Ezulwini – Eswatini Environment Authority (EEA’s) director environment assessment Mxolisi Maphanga calls for urgent, science-driven measures to strengthen the country’s drought resilience, as the nation continues to experience rising temperatures, severe water shortages and expanding land degradation.
He delivered his remarks during a stakeholder workshop convened today to review and update the National Drought Plan (NDP), a framework central to the country’s climate-resilience strategy.
Maphanga said that drought was not an occasional shock but an entrenched national threat.
“Drought is not a distant threat; it is a recurring hazard deeply woven into our semi-arid climate,” he said, reminding stakeholders of the devastating 2015–2016 drought that affected every region of the country.
Recent climate assessments paint an even more concerning picture. Very hot days above 36°C are steadily increasing. Maphanga warned that this issue extends beyond weather patterns.
“This is not just about weather; it is about livelihoods, food security and our national development trajectory,” he said, citing the rapid spread of dongas, declining biodiversity and a surge in land degradation linked to worsening drought conditions.
Land degradation alone costs Eswatini an estimated E 1,800 million annually, about 2.9% of GDP, while national water resources remain under pressure due to rising demand and heavy dependence on water originating from outside the country’s borders.
The workshop forms part of the NDP’s review cycle, designed to keep the plan a “living instrument.” Stakeholders are focusing on three key tasks: aligning the plan with national policy, updating its action areas to reflect present challenges, and defining an investment approach to convert the NDP into costed, fundable projects.
Central to the revised direction is the development of a drought risk-financing portfolio.
Explaining the concept, Maphanga said, “Risk financing may sound abstract, but it refers to instruments that mobilise and channel resources before, during and after droughts, from domestic budget allocations to partnerships with banks, insurers and international climate funds.”
Stakeholder mapping for the review identifies a wide and diverse group of actors, including government ministries, regional development committees, parastatals such as NDMA, water and irrigation authorities, NGOs, micro-finance institutions, farmer organisations, banks, insurers, and private-sector players in forestry and beef.
The speaker underscored the importance of this breadth: “This inclusivity is essential because drought affects everyone, and solutions must be co-created.”

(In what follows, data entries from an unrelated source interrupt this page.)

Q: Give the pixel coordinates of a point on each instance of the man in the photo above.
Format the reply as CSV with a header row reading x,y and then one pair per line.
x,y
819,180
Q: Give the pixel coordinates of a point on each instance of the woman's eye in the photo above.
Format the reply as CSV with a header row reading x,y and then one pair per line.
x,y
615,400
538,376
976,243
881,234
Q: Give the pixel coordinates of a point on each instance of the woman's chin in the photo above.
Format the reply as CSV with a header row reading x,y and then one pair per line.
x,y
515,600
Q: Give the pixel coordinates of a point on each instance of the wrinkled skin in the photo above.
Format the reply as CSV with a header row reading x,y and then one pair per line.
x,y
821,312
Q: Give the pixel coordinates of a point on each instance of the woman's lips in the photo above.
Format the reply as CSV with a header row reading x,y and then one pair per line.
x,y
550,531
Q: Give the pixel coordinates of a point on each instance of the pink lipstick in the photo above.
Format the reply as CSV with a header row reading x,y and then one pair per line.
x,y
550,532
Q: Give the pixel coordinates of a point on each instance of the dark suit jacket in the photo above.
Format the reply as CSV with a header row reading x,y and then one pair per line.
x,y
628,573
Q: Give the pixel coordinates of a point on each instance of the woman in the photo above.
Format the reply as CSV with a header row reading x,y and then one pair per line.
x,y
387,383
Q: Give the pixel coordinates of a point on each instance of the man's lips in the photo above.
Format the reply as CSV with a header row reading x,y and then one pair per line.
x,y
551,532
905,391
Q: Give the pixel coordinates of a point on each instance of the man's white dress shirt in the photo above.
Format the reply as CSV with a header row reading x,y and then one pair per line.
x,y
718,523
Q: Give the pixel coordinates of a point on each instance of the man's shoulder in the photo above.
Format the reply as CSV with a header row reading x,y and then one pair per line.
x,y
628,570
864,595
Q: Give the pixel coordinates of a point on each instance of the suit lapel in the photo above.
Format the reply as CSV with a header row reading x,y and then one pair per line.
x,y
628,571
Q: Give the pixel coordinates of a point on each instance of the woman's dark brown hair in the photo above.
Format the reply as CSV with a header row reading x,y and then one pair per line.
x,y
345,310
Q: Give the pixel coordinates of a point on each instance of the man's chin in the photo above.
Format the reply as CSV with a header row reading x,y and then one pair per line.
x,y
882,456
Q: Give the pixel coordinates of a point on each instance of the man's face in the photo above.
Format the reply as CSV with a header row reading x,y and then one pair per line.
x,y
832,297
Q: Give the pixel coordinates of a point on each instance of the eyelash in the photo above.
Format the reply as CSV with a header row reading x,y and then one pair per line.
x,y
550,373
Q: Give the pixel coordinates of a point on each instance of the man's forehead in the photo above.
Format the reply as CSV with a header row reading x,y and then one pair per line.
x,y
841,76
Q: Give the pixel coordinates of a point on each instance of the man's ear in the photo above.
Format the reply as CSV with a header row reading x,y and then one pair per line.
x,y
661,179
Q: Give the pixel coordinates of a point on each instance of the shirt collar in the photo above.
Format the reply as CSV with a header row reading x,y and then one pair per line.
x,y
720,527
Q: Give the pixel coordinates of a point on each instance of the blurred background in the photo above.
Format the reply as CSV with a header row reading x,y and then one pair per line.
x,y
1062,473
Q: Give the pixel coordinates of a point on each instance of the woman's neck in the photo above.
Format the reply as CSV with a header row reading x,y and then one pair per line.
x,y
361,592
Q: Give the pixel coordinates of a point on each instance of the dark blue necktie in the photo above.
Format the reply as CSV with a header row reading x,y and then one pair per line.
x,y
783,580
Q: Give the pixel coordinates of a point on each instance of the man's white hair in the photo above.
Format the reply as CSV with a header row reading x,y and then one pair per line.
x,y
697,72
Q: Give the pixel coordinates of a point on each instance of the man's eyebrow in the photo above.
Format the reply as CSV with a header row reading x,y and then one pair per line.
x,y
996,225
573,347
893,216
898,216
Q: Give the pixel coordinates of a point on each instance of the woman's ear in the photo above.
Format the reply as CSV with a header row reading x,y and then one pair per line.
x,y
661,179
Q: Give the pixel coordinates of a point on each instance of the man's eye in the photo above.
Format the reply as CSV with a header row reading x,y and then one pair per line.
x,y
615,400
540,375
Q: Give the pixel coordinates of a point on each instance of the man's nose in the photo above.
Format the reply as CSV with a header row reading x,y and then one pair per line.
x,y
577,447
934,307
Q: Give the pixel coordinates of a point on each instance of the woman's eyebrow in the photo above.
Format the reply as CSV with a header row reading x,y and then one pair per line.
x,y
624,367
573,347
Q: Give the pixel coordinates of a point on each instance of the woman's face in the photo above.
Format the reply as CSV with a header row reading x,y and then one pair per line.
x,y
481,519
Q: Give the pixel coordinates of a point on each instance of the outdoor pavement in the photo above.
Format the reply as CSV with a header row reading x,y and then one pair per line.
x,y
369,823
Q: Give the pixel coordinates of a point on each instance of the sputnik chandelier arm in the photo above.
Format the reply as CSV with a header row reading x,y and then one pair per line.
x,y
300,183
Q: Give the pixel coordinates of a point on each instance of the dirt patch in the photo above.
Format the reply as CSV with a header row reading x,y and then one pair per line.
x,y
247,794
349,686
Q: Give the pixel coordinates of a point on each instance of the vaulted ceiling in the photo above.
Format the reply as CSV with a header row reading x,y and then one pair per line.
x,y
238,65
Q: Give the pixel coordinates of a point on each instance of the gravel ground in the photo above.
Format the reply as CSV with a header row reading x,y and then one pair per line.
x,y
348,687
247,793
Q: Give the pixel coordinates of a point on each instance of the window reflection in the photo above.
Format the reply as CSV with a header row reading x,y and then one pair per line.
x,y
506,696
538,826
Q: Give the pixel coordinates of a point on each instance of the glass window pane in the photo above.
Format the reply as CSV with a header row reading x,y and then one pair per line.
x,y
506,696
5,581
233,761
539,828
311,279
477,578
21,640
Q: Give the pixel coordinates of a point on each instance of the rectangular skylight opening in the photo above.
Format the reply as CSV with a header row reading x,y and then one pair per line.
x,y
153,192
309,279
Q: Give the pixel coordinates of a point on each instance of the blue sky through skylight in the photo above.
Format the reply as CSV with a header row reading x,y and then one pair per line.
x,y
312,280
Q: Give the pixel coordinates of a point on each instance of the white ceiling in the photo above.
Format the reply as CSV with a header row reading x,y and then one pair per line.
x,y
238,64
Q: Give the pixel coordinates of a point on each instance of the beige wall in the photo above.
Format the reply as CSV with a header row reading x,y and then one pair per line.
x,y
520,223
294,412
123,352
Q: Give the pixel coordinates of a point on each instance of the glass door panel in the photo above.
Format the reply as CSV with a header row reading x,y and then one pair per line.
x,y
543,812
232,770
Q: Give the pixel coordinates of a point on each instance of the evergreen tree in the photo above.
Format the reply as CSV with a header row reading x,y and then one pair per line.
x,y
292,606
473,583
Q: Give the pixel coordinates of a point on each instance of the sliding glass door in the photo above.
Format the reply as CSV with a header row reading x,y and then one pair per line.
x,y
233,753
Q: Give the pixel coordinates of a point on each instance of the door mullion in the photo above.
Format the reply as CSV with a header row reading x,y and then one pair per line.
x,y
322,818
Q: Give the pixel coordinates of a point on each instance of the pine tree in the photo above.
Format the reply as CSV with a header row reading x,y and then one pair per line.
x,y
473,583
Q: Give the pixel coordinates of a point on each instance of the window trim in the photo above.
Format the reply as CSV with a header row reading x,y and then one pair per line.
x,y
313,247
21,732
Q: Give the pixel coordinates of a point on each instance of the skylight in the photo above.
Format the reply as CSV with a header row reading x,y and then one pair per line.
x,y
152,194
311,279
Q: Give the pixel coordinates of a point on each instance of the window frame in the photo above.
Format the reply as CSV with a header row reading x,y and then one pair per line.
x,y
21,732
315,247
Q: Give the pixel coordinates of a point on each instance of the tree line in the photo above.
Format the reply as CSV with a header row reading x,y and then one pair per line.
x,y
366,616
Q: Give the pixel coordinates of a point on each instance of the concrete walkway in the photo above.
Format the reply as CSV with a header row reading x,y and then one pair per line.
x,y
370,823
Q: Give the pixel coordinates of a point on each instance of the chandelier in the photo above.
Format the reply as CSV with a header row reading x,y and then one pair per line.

Maphanga reaffirmed Eswatini Environment Authority’s commitment to this collaborative approach.
“We are committed to cultivating partnerships, unlocking new funding opportunities and strengthening collaboration with both local and international partners,” he said.
The role of science and data was described as fundamental to future drought management. Improved meteorological, hydrological and socio-economic monitoring systems will allow the country to anticipate crises rather than react to them. Critical, too, is recognising how drought disproportionately affects women, youth, persons with disabilities and rural communities, ensuring these groups influence planning and decision-making processes.
As deliberations began, the speaker urged participants to be bold and practical. The objective, he said, is to produce implementable, costed actions that break down sector silos and strengthen resilience across agriculture, water, energy, health, education and finance.
Maphanga concluded by calling for national commitment to transforming drought from a recurring disaster into a controlled risk.
“The future of our environment and our nation depends on the choices we make today,” he said. “We owe it to the children of Eswatini to ensure that the rivers still flow, the soils remain fertile and our biodiversity thrives.”